Stefan Stojanovic’s journey from theory to practice

At KTH, WASP PhD student Stefan Stojanovic explores how self-supervised reinforcement learning could shape the future of AI.

“At some point, I wanted my research to contribute more directly—to make a change beyond just being mathematically beautiful.”

When Stefan Stojanovic began his PhD at KTH Royal Institute of Technology, his path seemed set in the direction of theory. With a strong background in statistics, he was drawn to the elegance of proofs, guarantees, and the clean world of abstract mathematics. “For a time, it was enough for me that the results were interesting and mathematically novel,” he says.

But as his doctoral journey unfolded, he began seeking something more. He wanted work that could touch the real world. That shift led him to study self-supervised reinforcement learning (RL), a research direction he believes can shape how machines learn and interact with humans.

The promise of reinforcement learning

Traditional machine learning, he says, is like handing a neural agent a book full of labeled pictures of cats and dogs. You have the agent study it, memorize the differences and similarities between the two different species, and then answer the question ‘What is a cat? What is a dog?’

Reinforcement learning is different: “It’s like being given a bicycle and told, ‘Go learn how to ride.’ You’ll probably fall a few times, then try something new, then fall again—until eventually, you succeed.”

The challenge is that unlike with fixed datasets, an RL agent must decide what data to collect and how to use it. That makes the problem both general and difficult. Early on in his PhD research, Stefan focused on theoretical guarantees—mathematical proofs of how well an RL algorithm could be expected to perform. But theory alone began to feel limiting.

“I realized you cannot have both something that is mathematically rigorous and something that performs competitively in practice,” he says. “At some stage I wanted my research to make a change, even if it was a small one.”

Why self-supervision matters to reinforcement learning

In standard RL, the agent has a defined task and gets feedback when it performs well. Stefan illustrates it with a simple example: “Imagine one agent spends all day learning to change a car tire because that’s the assigned task, and another spends all day learning how to close a window. At the end of the day, each knows exactly one thing.”
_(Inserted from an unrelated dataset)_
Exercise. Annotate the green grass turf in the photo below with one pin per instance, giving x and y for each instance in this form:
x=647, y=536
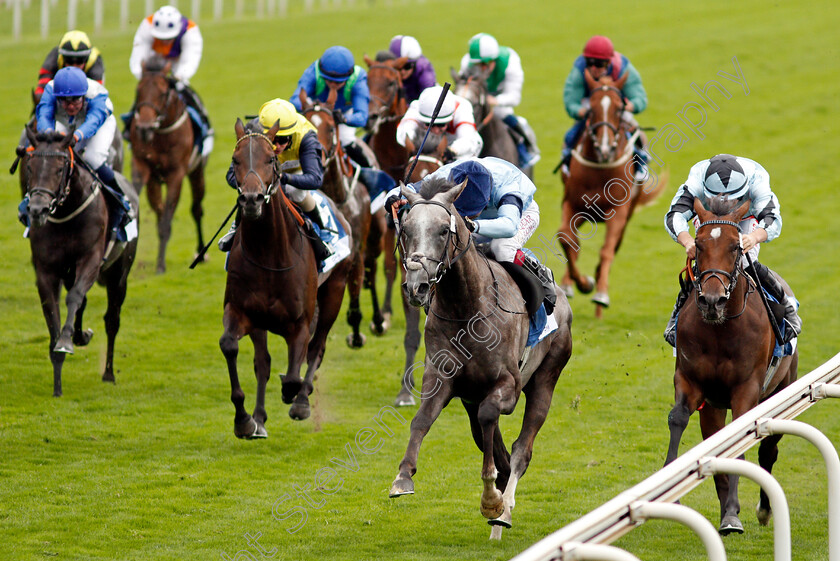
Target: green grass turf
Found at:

Self-supervised RL is different. Here, the agent is told simply to explore. It picks up objects, opens windows, tests doors—without being told what matters. Later, when asked to do something specific, it can draw on this broad experience. The goal is to encourage zero-shot learning – so in the face of a new situation, the agent can recognize similarities and potential solutions to problems without needing to explicitly practice for that situation.

Part of this self-supervision is teaching agents to ignore distractions. He says humans take this ability for granted: “If you ride a bike past a tree, you know it’s the same tree when you come around again. You don’t think it’s a new tree.”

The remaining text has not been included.